Lise sona gidiyordum. Okuldan eve geldiğimde, annemi kapının ardında çığlık atarken buldum başı kanıyor ve avazı çıktığı kadar bağırıyordu. Yerdeki cam parçalarının biraz ilerisinde kırılmış şarap şişesi ve gözleri dönmüş ayakta bile durmayı beceremeyen abim duruyordu. Tüm bunlara dayanamaz hale gelmiştim. Bir çok kez şikayet etmiştim. Ama beni öldürmeyle tehdit ederek şikayetimi geri aldırıyordu. O gün Polisleri  arayıp, eve çağırdığımda, gün  içerisinde yakalanmıştı. Yaralamadan dolayı dört yıl hapse girmişti.
Annemin çığlık sesleri, bedenindeki yaralar  gözümün önünden gitmiyordu.
Tabi Üvey abim Murat'ın son söylediği sözlerde kulaklarımda çınlıyordu.

"Çıktığım gün beni bekle çok güzel günler yaşatacağım sana'

Karnımın içinde fırtınalar kopuyordu. Ne demek istediğini anlayamamıştım. Bu kelime gün geçtikçe, kulaklarımı deliyordu. Bize yaptığı işkenceler; film şeridi gibi gözlerimin önünden akıp gidiyordu.

Dersin bitmesine, on dakika vardı. Açlıktan iyice halsizleşmiştim. Biraz daha aç kalsam ölmezdim heralde. Kafamı sıranın üzerine koyarak dakikaları saymaya başladım Nihayet zil çalmıştı. Yağmur yanıma gelip ellerimden tutarak;

-Kumsal iyi misin sen? Yüzün bembeyaz olmuş.

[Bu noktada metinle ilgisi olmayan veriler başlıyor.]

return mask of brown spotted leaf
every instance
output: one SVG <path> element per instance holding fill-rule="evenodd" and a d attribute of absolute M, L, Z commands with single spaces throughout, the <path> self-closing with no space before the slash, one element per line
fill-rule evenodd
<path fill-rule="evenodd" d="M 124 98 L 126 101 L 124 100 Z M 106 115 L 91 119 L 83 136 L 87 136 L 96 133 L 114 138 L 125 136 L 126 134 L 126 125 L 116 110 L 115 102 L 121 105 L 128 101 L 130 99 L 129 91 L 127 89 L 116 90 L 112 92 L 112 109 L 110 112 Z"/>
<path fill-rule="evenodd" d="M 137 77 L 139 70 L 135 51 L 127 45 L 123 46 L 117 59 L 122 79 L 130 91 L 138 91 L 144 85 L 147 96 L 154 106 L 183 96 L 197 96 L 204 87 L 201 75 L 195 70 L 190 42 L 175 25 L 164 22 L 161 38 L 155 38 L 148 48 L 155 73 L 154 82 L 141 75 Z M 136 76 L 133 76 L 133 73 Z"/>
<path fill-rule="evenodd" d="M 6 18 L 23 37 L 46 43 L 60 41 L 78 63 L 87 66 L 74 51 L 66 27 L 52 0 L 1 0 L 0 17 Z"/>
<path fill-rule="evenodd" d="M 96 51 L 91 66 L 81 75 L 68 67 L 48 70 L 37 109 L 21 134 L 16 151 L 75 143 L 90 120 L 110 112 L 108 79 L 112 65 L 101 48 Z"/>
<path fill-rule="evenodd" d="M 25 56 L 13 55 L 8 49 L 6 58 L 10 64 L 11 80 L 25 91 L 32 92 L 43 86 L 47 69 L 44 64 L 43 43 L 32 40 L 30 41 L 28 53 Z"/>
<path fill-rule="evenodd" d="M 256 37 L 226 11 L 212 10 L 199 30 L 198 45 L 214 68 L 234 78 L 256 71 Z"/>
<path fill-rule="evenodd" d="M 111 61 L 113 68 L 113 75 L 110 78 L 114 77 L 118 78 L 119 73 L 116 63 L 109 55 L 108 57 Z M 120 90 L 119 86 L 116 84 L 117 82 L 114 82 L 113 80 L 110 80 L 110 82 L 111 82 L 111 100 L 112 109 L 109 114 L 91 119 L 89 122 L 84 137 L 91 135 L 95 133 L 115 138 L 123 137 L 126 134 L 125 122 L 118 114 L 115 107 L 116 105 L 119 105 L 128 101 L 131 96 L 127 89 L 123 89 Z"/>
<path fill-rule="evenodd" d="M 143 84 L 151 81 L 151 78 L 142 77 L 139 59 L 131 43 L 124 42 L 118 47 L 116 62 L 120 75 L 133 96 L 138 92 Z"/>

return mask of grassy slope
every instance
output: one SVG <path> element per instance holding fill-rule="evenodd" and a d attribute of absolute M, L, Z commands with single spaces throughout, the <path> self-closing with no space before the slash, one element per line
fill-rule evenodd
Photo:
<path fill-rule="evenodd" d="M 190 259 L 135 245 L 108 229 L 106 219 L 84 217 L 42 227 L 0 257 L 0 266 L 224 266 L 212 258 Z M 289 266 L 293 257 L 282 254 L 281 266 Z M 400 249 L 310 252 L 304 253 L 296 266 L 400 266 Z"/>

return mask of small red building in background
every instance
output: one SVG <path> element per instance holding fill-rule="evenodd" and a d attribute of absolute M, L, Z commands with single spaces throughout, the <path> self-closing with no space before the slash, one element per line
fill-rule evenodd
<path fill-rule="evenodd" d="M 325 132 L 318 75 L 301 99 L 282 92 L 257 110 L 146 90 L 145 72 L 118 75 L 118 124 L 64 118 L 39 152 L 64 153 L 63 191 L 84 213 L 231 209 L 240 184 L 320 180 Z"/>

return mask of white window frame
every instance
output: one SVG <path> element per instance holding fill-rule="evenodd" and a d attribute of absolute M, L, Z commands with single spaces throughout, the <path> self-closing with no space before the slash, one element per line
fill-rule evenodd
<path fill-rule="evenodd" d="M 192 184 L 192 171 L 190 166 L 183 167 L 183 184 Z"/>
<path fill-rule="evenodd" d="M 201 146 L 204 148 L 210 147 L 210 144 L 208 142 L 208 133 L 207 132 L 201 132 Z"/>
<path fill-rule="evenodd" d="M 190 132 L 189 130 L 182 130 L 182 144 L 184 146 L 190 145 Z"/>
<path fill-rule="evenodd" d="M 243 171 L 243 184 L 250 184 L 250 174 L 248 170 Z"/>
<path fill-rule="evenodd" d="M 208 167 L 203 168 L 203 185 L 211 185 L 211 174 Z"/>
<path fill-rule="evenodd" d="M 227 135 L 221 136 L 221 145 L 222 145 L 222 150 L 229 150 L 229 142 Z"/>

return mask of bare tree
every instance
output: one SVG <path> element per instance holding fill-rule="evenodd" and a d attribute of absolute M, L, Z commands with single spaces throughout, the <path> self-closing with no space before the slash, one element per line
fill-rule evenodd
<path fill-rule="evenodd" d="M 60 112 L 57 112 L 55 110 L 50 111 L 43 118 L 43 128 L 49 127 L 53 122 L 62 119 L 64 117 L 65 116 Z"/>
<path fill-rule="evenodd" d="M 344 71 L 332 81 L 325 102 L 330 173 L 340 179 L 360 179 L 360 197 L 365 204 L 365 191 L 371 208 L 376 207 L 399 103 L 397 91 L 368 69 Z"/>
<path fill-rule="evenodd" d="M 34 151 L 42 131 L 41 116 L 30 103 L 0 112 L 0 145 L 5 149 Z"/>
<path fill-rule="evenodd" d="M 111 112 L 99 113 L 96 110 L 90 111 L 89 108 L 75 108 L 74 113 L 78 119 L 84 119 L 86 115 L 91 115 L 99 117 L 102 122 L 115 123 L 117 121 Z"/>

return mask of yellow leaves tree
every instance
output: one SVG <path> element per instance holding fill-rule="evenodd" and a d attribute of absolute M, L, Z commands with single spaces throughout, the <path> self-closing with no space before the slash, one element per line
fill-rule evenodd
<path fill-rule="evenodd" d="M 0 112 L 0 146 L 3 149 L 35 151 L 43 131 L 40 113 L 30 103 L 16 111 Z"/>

Zor oynatıyordum ağzımı, derin bir nefes alıp;

-Benim bir şeyler yemem lazım,
kendimi hiç iyi hissetmiyorum.

-Abini taktın kafana yine deme? Korkma bir şey yapamaz sana.

-Yağmur çok korkuyorum çıkmasına çok az kaldı. Ya çıktıysa, ya bulursa beni?

Merdivenleri dahi inemiyordum.
Kantinde tost yiyerek, kendime geldim. İçtiğim ayran birazda olsa kendime getirmişti beni. Ama vücudumdaki kırgınlığımı, hala hissediyordum.

-Yağmur!  ben derse girmek istemiyorum, iyi değilim seni kantinde beklerim.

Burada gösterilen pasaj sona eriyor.